The sci-fi genre means different things to different audiences. On the one hand, there are the fans who prefer the space opera side to the genre and, on the other, there are those who prefer their films to include, as the name suggests, a scientific aesthetic. Like writer-director Alex Garland’s previous work, Ex Machina, the mystery-cloaked and cerebral Annihilation, an adaption of Jeff VanderMeer’s novel, definitely falls into the latter. Bursting at the seams with psychedelic colour and mind-bending fantastical elements, it was an ambitious film deemed “too intellectual” and “too complicated” for commercial cinema by producer David Ellison. Alas, Hollywood’s loss is Netflix’s gain.
Garland is certainly carving out a unique world for his followers. It’s becoming increasingly easier to spot his work. In fact, when Karl Urban recently revealed that Dredd was actually directed by Garland, it made perfect sense. The director’s style and unique means of storytelling is evident throughout the 2012 sci-fi. Still, it’s in Annihilation that the director really lets his imagination truly go places. Garland and the visual-effects team have created an eerie but enchanting landscape made up of dazzling imagery, which includes crystal trees, deformed animals and unnerving people-shaped plants. While it’s completely ravishing and sumptuous, it’s also truly haunting stuff.
Natalie Portman stars as Lena, a former soldier and biologist, who is mourning the loss of her husband Kane (Oscar Isaac) who is MIA after being sent on a covert assignment. When he suddenly returns, Kane doesn’t seem quite himself. Not long after he is rushed to the hospital in an ambulance which gets escorted by special forces to Area X. There Lena meets Dr Ventress (Jennifer Jason Leigh) who explains Kane’s secret mission: voyaging into a glowing bubble called The Shimmer, a mysterious phenomenon that threatens mankind’s existence. It’s not long before Ventress recruits Lena, along with a paramedic Anya (Gina Rodriguez), physicist Josie (Tessa Thompson) and geologist Cass (Tuva Novotny), an all-girl team, on a trip inside. What they discover is beyond any of their understanding.
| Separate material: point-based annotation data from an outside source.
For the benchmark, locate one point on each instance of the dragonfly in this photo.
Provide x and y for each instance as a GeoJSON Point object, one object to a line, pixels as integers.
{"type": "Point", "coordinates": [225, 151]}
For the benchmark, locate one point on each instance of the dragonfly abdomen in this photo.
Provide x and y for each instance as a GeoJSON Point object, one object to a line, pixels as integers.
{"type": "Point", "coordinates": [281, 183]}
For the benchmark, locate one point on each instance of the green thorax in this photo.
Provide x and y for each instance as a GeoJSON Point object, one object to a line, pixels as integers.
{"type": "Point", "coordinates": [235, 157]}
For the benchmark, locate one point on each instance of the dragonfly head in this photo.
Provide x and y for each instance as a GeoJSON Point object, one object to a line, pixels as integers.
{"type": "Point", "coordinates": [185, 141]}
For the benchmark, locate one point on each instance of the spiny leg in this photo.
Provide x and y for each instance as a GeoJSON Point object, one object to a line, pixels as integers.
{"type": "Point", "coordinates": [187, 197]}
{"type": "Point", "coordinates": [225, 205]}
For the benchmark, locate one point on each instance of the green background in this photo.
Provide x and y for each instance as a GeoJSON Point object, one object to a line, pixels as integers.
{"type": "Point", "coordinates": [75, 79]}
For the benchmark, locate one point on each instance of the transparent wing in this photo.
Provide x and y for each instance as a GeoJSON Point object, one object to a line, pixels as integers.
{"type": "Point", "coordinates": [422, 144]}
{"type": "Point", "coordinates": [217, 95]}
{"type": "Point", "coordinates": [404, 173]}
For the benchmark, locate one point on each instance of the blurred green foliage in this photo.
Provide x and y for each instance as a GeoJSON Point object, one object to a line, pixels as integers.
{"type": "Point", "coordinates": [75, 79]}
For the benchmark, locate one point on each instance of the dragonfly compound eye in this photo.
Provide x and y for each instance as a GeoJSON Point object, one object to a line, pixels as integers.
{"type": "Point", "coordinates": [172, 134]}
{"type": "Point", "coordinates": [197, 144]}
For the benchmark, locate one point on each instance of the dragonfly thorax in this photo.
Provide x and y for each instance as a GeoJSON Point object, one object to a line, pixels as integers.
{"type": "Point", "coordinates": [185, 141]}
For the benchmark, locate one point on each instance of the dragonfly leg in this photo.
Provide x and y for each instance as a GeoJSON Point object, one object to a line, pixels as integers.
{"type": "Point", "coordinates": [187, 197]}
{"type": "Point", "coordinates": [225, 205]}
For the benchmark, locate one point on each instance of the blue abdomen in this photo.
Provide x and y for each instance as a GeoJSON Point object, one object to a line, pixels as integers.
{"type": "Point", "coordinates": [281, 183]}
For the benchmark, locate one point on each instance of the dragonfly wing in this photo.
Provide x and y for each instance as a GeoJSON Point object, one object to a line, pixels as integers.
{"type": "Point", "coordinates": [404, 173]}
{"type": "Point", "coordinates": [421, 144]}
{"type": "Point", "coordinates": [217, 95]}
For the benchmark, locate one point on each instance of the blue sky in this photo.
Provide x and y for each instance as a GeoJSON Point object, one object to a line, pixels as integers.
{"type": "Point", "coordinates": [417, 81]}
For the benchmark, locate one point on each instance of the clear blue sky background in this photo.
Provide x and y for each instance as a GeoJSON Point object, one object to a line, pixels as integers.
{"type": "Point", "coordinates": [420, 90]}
When you consider the basic premise of the film, it sounds like something that could easily be considered a Predator or Alien copy or hybrid. However, the director cleverly builds the science of Annihilation from the start by introducing grounded scientific principles to the story. It has plenty of action, but it’s not an action film. It has plenty of horror, but it’s not a horror film either. Instead, like the film’s subject matter, it’s an absorbing and hypnotic hybrid of all these and more. Also, unlike most conventional films, it leaves audiences with a lot to think about and debate beyond the final credits.
Portman carries most of the provocative film with a cerebral steeliness, with an intense Gina Rodriguez and a subdued Tessa Thompson also offering amazing performances. Everything is consistently well-executed and well-thought out, from the pacing to the amazing use of colour to the indie-country score. It’s a film that delights in surprises and avoids cheap thrills and tropes. In fact, we couldn’t list enough adjectives to describe it. Annihilation is unconventional, intelligent, and indulgent.